Following the EU Summit on 9-10 December, Fitch has concluded that a 'comprehensive solution' to the eurozone crisis is technically and politically beyond reach. Despite positive commitments by EU leaders at the Summit, notably the decision to accelerate the creation of the European Stability Mechanism (ESM) and to place less emphasis on private sector involvement (PSI), the concerns held by Fitch prior to the Summit remain pressing and have not been materially eased by the Summit outcome (also see, 'Summit Does Little To Ease Pressure on eurozone Sovereign Debt,' 12 December). Of particular concern is the absence of a credible financial backstop.

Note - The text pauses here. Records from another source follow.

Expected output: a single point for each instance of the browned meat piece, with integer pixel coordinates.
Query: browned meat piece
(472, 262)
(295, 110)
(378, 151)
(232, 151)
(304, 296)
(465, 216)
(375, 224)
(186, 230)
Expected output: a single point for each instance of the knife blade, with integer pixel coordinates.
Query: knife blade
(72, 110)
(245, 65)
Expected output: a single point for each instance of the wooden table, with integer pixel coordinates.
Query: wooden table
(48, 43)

In Fitch's opinion this requires more active and explicit commitment from the ECB to mitigate the risk of self-fulfilling liquidity crises for potentially illiquid but solvent Euro Area Member States (EAMS).
 
Fitch recognises that the policy authorities in all of the countries with sovereign ratings subject to review have embarked upon significant fiscal consolidation and structural reform and these efforts will be taken into account in the review.  However, the systemic nature of the eurozone crisis is having a profoundly adverse effect on economic and financial stability across the region and for some EAMS poses near-term risks that are beginning to dominate the sovereign-specific risk fundamentals. Today's announcement is focused on those sovereigns that are potentially vulnerable to the worsening external economic and financial environment as indicated by previous negative rating actions and rating Outlooks.
 
The RWN is prompted by the following risk factors:
 
- In the absence of greater clarity on the ultimate structure of a fundamentally reformed Economic and Monetary Union and the recognition by political leaders of the potential for an EAMS to leave the eurozone, Fitch will review its assessment of the balance of risks associated with eurozone membership, especially for sovereigns potentially subject to funding stresses.
 
- While acknowledging the extraordinary measures the ECB has adopted to provide liquidity to the European banking sector, its continued reluctance to countenance a similar degree of support to its sovereign shareholders undermines the efforts by EAMS to put in place a credible financial 'firewall' against contagion and self-fulfilling liquidity and even solvency crises.
 
- The intensification of the eurozone crisis since July constitutes a significant negative shock to the region's economy and the stability of its financial sector with potentially adverse consequences for sovereign credit profiles across the region, most immediately for those placed on RWN today.
 
- In the absence of a 'comprehensive solution', the crisis will persist and likely be punctuated by episodes of severe financial market volatility that is a particular source of risk to the sovereign governments of those countries with levels of public debt, contingent liabilities and fiscal and financial sector financing needs that are high relative to rating peers.
 
In light of these heightened risks, Fitch will re-consider the assumptions and analysis that underpin its current sovereign ratings of Belgium, Slovenia, Spain, Italy, Ireland and Cyprus to ensure that the above risk factors are appropriately reflected in its sovereign ratings in accordance with its sovereign rating methodology.
 
The focus on investment grade rated sovereign governments with Negative Outlooks reflects previous research and analysis that indicates specific weaknesses that render them especially vulnerable to the intensification of the eurozone crisis.
However, the outcome of the review will also incorporate Fitch's current assessment of the strength of their underlying economic and credit fundamentals as reflected in their current sovereign ratings as well as recent policy measures adopted at the national level.